Could we launch a serious threat to P & G by offering sinus cauterization as a cosmetic procedure for the sensitive? No more need for Shake ‘n’ Vac, scented tampons, or Diptyque candles at $45 a pop.

On second thoughts, the economy might collapse altogether.

Neighborhood

Tuesday, December 4th, 2001

When I first moved to Manhattan, almost everyone I knew was between 25 and 30. The school you’d been to seemed much more important than your Old Country. In fact, some of the new arrivals seemed to regard Kentucky or Michigan as the Old Country, and the extreme cases thought that Harvard was.

Carroll Gardens is different still, despite all the chi-chi restaurants that opened for yuppies like me. Most people at Saturday’s party were Irish, Italian, or ‘half-and-half’, as Dominick says. Each side told jokes about the other. Matt, my Santa Claus neighbor, says:

“The Irish people and the Italian people, that can be a real beautiful mix for a marriage.”

Everyone wanted to know what part of Ireland I was from. Matt told me that his friend, Damian, who was killed in the Trade Towers, was one of nine kids of a family from Donegal. They all grew up in Inwood in the ’70s, when it was still an Irish neighborhood. Matt’s from the Bronx, but his family had a summer house in the Catskills next to all these Inwood families. Four Green Fields, they called it. Matt’s father would put on a brogue when talking with the rest of the Four Green Fields men, and the kids would tease him for it. Matt was a year or two younger than Damian and was dying to hang out with the bigger boys.

I realized I’d read a huge New York Times feature about Damian and Inwood a few weeks back. Sonuvagun, If Isn’t Dominion. The article isn’t online any more, but I remember that the whole family was crazy for Gaelic football. Damian was the youngest boy, and his father used to put him down to bed doing commentary on an imaginary match where the brothers all played on the same team.
“And Michael passes the ball to Sean…and Sean passes the ball to Eugene…and Eugene heads it over to Paul….”
The ball always ended up with Damian, and he always scored the winning goal. Lucky kid. He was golden, Matt says.

Swings

Friday, November 30th, 2001

On the walk home from Max’s reading last night, we stopped off at a playground in Park Slope. I’d been tempted by the swings here two Saturdays before. These are cool municipal swings, not like the truncated little set in our back garden when we were growing up. Long, solid chains, wide seats, and smooth tarmac underneath. I knew these swings would let me be a safety-harnessed Tarzan, but I didn’t want to be near the bored, jostling 14 year olds who claimed them that day.
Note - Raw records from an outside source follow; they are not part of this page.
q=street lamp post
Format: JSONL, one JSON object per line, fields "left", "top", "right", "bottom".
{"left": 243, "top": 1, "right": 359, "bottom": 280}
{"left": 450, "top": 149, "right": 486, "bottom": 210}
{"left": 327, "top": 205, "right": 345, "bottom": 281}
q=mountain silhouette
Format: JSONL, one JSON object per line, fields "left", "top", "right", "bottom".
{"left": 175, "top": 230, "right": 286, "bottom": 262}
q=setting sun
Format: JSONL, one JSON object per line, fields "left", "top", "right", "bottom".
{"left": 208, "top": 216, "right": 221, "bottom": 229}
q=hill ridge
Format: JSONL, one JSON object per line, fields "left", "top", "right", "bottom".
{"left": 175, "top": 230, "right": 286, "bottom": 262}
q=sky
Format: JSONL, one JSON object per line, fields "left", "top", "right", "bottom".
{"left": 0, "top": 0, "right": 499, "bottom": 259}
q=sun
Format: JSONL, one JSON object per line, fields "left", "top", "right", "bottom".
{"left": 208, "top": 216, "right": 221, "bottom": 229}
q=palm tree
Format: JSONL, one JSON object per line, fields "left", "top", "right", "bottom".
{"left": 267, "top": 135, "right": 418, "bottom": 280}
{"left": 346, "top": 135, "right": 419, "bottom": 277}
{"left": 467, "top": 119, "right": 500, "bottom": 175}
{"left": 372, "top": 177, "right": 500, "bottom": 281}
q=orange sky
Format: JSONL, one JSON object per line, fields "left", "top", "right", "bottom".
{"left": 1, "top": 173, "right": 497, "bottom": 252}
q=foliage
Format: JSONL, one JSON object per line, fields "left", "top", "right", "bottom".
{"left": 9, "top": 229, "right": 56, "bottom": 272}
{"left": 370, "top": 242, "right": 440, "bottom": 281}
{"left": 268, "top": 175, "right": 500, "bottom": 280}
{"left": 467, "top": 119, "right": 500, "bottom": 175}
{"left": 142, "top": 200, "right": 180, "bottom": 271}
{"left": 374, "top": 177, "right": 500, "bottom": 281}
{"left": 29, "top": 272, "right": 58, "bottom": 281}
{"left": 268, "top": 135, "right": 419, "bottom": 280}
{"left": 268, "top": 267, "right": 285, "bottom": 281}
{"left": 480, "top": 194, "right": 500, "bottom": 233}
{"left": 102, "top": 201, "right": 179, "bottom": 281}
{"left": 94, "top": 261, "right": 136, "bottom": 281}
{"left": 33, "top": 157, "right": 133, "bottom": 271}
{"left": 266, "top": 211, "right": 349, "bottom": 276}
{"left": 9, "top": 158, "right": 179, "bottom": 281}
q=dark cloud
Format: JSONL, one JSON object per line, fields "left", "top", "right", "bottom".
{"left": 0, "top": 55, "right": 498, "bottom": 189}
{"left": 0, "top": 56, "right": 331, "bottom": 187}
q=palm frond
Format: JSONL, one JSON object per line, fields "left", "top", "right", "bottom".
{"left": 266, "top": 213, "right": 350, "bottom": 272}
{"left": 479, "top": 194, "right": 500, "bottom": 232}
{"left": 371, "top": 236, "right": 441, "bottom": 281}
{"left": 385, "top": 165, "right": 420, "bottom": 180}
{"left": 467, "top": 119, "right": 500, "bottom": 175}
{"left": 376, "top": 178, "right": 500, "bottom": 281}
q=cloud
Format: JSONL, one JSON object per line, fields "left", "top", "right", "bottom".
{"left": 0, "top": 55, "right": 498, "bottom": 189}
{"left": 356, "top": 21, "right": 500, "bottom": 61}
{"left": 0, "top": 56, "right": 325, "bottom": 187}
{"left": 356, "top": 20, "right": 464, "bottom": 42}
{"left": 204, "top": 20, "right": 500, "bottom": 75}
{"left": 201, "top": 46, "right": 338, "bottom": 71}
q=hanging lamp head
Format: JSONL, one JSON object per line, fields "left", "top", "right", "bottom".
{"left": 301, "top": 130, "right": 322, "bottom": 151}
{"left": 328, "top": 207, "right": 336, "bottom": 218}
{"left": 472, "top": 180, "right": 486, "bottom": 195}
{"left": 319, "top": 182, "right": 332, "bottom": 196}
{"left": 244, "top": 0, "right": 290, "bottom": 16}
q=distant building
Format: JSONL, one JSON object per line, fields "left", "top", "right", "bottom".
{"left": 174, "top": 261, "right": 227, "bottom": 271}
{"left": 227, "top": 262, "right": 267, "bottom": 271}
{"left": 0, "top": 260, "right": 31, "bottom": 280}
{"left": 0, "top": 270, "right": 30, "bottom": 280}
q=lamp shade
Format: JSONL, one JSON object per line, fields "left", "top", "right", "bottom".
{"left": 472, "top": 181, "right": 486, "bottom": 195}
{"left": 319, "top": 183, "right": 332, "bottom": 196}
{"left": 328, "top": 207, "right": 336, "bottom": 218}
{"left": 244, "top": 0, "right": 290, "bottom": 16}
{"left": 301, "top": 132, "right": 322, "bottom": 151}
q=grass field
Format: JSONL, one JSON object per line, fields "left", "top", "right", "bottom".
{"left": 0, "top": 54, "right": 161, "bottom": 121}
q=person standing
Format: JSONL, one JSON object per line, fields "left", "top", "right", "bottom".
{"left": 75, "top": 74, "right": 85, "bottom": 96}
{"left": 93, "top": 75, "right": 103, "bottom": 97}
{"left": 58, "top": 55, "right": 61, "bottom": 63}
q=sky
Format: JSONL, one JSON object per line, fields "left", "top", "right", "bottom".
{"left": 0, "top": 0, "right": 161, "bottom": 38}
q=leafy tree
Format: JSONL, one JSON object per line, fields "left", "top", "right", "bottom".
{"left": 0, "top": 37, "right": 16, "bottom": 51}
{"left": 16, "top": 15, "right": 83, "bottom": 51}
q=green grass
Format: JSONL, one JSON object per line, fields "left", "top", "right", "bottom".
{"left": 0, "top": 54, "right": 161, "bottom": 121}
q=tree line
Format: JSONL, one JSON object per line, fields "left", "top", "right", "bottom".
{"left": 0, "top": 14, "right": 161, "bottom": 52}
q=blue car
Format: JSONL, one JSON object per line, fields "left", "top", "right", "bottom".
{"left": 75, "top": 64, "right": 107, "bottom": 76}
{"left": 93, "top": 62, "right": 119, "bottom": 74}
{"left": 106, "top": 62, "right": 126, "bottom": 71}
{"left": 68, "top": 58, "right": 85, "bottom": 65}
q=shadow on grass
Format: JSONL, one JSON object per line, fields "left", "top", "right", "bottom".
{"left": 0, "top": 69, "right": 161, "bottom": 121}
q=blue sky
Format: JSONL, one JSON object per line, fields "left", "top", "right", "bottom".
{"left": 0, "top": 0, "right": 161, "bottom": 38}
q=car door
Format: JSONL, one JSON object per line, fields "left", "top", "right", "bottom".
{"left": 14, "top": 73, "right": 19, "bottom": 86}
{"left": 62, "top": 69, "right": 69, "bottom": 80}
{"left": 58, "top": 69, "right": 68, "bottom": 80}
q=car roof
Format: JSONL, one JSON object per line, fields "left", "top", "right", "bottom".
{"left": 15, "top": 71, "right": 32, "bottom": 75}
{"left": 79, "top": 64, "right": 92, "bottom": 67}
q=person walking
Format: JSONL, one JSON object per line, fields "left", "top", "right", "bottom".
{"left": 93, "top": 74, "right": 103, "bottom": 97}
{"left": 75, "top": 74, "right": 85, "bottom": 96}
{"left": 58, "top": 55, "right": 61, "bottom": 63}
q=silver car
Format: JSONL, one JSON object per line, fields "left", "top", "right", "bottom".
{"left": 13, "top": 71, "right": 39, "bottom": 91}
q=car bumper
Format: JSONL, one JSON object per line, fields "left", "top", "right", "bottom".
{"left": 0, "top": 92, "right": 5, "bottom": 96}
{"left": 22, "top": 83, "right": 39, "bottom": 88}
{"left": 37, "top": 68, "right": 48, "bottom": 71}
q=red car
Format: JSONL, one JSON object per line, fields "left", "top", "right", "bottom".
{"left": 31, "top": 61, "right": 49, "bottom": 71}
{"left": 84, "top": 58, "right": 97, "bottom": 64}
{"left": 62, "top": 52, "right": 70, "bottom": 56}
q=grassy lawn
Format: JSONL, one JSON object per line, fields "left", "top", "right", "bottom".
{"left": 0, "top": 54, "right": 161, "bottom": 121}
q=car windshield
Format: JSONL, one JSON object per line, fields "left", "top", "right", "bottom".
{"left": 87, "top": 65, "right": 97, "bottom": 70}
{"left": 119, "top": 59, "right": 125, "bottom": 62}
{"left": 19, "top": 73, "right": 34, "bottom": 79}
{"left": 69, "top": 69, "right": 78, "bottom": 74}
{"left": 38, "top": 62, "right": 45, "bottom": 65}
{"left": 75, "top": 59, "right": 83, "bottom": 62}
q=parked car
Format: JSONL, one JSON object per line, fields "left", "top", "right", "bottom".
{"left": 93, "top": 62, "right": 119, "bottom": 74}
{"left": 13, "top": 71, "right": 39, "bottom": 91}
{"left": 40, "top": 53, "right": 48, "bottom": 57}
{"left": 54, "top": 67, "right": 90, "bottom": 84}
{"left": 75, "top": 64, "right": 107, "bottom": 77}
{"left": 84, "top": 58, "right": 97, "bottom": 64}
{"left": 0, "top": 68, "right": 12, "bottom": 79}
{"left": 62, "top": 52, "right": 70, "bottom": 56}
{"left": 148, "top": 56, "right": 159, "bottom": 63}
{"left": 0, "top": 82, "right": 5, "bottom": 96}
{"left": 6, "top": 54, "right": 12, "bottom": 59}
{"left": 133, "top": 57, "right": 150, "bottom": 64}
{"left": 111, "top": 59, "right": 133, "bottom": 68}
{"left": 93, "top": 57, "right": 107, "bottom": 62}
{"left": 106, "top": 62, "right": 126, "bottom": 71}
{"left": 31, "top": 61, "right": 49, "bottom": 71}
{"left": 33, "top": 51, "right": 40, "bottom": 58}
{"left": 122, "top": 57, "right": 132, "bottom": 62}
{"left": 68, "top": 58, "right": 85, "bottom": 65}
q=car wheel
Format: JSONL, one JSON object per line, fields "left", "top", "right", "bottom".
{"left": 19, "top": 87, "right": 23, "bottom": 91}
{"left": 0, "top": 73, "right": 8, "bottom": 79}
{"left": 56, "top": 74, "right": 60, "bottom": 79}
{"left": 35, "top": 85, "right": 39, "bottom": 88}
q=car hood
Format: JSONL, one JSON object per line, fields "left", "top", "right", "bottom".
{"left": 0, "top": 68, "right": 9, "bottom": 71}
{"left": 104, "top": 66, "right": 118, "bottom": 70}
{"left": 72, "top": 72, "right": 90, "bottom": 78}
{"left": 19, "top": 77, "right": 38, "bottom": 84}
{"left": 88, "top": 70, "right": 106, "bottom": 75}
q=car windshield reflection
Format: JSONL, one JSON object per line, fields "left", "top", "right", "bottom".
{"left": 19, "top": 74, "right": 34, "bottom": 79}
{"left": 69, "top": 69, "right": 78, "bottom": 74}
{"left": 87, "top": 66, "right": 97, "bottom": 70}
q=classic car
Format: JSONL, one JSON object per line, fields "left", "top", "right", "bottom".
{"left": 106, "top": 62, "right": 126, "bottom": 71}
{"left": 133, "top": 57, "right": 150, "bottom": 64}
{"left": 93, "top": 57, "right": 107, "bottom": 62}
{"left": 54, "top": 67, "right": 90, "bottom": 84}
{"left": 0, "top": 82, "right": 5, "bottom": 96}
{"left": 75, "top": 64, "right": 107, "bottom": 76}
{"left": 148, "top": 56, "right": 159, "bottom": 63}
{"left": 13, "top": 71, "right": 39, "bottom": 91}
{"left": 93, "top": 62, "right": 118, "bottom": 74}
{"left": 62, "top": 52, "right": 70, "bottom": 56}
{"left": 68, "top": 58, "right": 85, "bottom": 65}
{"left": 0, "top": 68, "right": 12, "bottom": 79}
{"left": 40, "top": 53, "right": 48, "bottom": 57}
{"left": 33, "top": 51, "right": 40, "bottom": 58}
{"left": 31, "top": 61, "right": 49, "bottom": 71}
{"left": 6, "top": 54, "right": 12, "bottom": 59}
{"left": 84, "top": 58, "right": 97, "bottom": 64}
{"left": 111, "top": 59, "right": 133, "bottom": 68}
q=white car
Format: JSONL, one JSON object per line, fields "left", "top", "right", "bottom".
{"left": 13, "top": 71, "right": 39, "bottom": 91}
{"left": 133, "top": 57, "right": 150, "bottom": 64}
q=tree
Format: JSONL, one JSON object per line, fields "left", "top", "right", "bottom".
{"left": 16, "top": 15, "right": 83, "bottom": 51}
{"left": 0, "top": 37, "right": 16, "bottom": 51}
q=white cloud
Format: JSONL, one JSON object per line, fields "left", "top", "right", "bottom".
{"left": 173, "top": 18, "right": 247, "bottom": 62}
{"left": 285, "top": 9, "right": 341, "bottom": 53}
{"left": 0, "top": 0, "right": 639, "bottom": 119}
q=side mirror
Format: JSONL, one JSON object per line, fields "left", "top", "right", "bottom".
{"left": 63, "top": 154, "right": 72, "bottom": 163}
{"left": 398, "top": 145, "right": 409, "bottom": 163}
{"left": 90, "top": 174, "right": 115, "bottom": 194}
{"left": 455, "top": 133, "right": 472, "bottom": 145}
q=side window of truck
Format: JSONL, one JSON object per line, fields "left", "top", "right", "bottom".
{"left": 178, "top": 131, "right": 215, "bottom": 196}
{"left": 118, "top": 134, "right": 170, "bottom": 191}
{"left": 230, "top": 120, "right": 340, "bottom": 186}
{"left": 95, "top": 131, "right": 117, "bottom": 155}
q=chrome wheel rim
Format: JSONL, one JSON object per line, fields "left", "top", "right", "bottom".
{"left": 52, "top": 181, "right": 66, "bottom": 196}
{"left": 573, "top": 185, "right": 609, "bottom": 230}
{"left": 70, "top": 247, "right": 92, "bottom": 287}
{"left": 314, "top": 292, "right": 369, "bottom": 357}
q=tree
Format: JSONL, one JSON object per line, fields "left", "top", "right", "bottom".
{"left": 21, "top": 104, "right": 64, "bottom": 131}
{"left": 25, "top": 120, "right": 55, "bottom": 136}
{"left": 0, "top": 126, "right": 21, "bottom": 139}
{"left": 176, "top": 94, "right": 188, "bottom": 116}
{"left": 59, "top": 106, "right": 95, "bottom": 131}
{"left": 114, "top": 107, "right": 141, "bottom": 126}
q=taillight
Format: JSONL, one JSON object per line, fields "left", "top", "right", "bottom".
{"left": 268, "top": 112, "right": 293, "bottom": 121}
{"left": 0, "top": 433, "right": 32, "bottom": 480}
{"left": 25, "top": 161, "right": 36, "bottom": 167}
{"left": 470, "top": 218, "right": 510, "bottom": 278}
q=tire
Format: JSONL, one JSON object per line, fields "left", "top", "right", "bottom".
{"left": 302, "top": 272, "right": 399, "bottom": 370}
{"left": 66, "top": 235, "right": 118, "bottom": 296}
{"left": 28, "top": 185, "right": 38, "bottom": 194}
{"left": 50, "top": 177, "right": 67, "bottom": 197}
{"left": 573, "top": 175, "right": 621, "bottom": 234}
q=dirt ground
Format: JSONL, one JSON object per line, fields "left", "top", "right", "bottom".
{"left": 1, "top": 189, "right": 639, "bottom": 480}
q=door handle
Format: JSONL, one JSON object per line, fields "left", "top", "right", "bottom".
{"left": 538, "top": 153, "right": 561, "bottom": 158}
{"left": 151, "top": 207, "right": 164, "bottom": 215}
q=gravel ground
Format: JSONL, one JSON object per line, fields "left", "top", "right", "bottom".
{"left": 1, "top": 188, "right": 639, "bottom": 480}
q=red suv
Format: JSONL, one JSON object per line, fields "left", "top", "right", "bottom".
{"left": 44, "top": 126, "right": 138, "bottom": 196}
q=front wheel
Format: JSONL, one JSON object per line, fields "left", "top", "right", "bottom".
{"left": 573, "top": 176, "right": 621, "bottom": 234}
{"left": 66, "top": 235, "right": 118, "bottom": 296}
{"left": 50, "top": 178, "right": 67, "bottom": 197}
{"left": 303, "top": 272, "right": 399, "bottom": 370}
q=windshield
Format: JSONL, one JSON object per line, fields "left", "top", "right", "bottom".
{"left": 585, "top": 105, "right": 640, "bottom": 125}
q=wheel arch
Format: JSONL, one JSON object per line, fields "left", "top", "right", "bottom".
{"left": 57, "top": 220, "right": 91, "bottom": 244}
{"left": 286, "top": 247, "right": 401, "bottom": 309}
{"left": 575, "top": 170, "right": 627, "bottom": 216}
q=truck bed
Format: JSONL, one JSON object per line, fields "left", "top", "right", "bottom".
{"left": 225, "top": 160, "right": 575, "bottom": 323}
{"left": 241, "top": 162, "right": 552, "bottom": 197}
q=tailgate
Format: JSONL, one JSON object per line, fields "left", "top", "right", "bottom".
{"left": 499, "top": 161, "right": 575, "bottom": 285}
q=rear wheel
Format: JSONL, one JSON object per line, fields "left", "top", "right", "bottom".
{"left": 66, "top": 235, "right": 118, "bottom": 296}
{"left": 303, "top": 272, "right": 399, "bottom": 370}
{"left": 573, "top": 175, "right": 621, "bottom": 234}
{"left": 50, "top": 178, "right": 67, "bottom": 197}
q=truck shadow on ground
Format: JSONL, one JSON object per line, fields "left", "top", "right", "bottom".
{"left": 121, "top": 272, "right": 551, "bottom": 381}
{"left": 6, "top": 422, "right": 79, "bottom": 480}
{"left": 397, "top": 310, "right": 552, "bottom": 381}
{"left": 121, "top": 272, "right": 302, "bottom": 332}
At 1.30 last night, though, they were mine. At first, I felt exhilarated. Then I couldn’t go much higher and I started to realize I was going nowhere. Back and forth, back and forth, an endless revving up for nothing. Drunkenly, I tried to calculate how drunk I was, which made me nervous. I imagined what would happen if I let go at the top of an arc. There were butterflies in my stomach as the swing dipped each time.

Someone said that a fear of heights is really a fear of our impulse to jump, and it’s true.